FIGS. 2G and 2H show side views of a rest piece.



FIG. 3 shows rest piece 300 in the face up position having a curved hole slot 301 originating in the left lower quadrant and curving up. Rest piece 300 is placed against the saxophone mounting plate 303 of a saxophone body tube section 304. The curved hole slot 301 allows the saxophone screw mount 305 and positioning pin 306 to pass through rest piece 300 for guided position adjustment and screw locking onto the instrument body tube 304 (not shown in this angle view but illustrated in FIG. 1.)



FIG. 4 shows a rest piece 400 (flipped opposite the position shown in FIG. 3) in a face down position so the curved hold slot 401 originates in the right lower quadrant and is curving upward. The Rest piece 400 is shown placed against the mounting plate 402 of the saxophone body tube 403.



FIG. 5 Shows a rest piece 500 in the face up position against the mounting plate 502. The curved hole slot 501 is curving left and guiding position of the rest piece 500 up the sax body and left from the sax mounting plate 502 so a large right hand with longer thumb 503 can reach comfortably around the saxophone body tube 504 allowing for secure hand holding contact with the rest piece 500.



FIG. 6 shows a rest piece 600 flipped in the face down position against the mounting plate 602 so the curved hole slot 601 is curving right to guide rotation and extension for smaller hands with a shorter right thumb 603 to reach around the sax body tube 604 and make secure holding contact with the rest piece 600.


As shown in FIGS. 5 and 6, flipping the rest piece 500 and 600 allows the curved hole slot 501 and 601 to guide placement of the rest piece 500 and 600 towards up or down and right or left along the related radius of the curved hole slot so a musician can adjust position to serve a variety of grip lengths and rest positions including very small hands 603 or very large hands 503.



FIG. 7 shows an extreme rotation option of the rest piece 700 to serve very large hands. This is achieved by ignoring the use of positioning pin 701 and placing the curved hole slot 702 over the screw mount 703. By ignoring positioning pin 701 the rest piece 700 can rotate radically around screw mount 703 and provide even more extension away from the saxophone body tube 704 for large hands reaching around the body tube 704. Alternatively, if a musician flips the rest piece 700 face down against mounting plate 705, the curved hole slot 702 curves right and guides the rest piece 700 to extremely rotate up and right to accommodate very small hands similar to FIG. 6.



FIG. 8 shows another example of the rest piece 800 ignoring positioning pin 801 and achieving extension upward along the saxophone body 803 from the screw mount 802 for a rest piece placement much higher along the body tube 803 than the typical rest piece and mounting systems can provide. This is useful for players who want their thumb to rest higher on the sax body than normal hooks or rests allow.


It is appreciated that the previous description of the disclosed embodiments is provided to enable any person skilled in the art to make or use the present disclosure.
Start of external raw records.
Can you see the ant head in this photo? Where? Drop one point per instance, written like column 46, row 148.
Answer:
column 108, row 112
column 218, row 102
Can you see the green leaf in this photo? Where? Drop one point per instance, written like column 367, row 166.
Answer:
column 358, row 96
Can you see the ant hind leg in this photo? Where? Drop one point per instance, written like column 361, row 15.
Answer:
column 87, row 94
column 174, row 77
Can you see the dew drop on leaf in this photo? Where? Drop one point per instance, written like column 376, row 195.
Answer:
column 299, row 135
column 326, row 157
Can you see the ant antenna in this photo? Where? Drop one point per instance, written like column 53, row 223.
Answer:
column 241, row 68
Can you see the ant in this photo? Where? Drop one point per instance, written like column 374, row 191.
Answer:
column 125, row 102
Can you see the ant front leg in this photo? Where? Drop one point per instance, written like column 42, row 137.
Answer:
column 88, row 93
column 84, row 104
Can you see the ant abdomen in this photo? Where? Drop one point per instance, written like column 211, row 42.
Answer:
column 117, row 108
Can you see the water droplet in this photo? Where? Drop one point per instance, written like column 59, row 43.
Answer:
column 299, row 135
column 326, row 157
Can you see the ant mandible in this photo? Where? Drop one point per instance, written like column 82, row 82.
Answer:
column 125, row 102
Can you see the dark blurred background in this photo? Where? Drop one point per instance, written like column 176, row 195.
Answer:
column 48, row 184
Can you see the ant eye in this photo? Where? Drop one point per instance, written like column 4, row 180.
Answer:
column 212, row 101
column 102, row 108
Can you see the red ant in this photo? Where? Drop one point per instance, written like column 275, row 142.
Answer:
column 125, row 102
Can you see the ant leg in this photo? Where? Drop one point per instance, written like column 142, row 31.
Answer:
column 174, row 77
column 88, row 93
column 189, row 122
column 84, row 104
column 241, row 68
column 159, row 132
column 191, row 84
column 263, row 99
Various modifications to these embodiments will be apparent to those skilled in the art, and the generic principles defined herein may be applied to other embodiments without departing from the spirit or scope of the disclosure. Thus, the present disclosure is not intended to be limited to the embodiments shown herein but is to be accorded the widest scope consistent with the principles and novel features disclosed herein.

Claims
  • 1. A woodwind musical instrument rest piece for adjustable hand grip position and holding of the woodwind musical instrument comprising: 1) a rest piece having at least one open curved hole slot through which fasteners or a mounting system can secure the rest piece position, 2) the open curved hole slot path originates from the left lower quadrant or right lower quadrant of the rest piece, and the open curved hole slot path continues upward, 3) the open curved hole slot incorporates at least one curvature having a radius of between 10 mm and 35 mm which is measured along the centerline of the open curved hole slot path.
  • 2. The rest piece of claim 1 wherein the rest piece includes embossed or debossed textures or high friction grip or adhesive grip.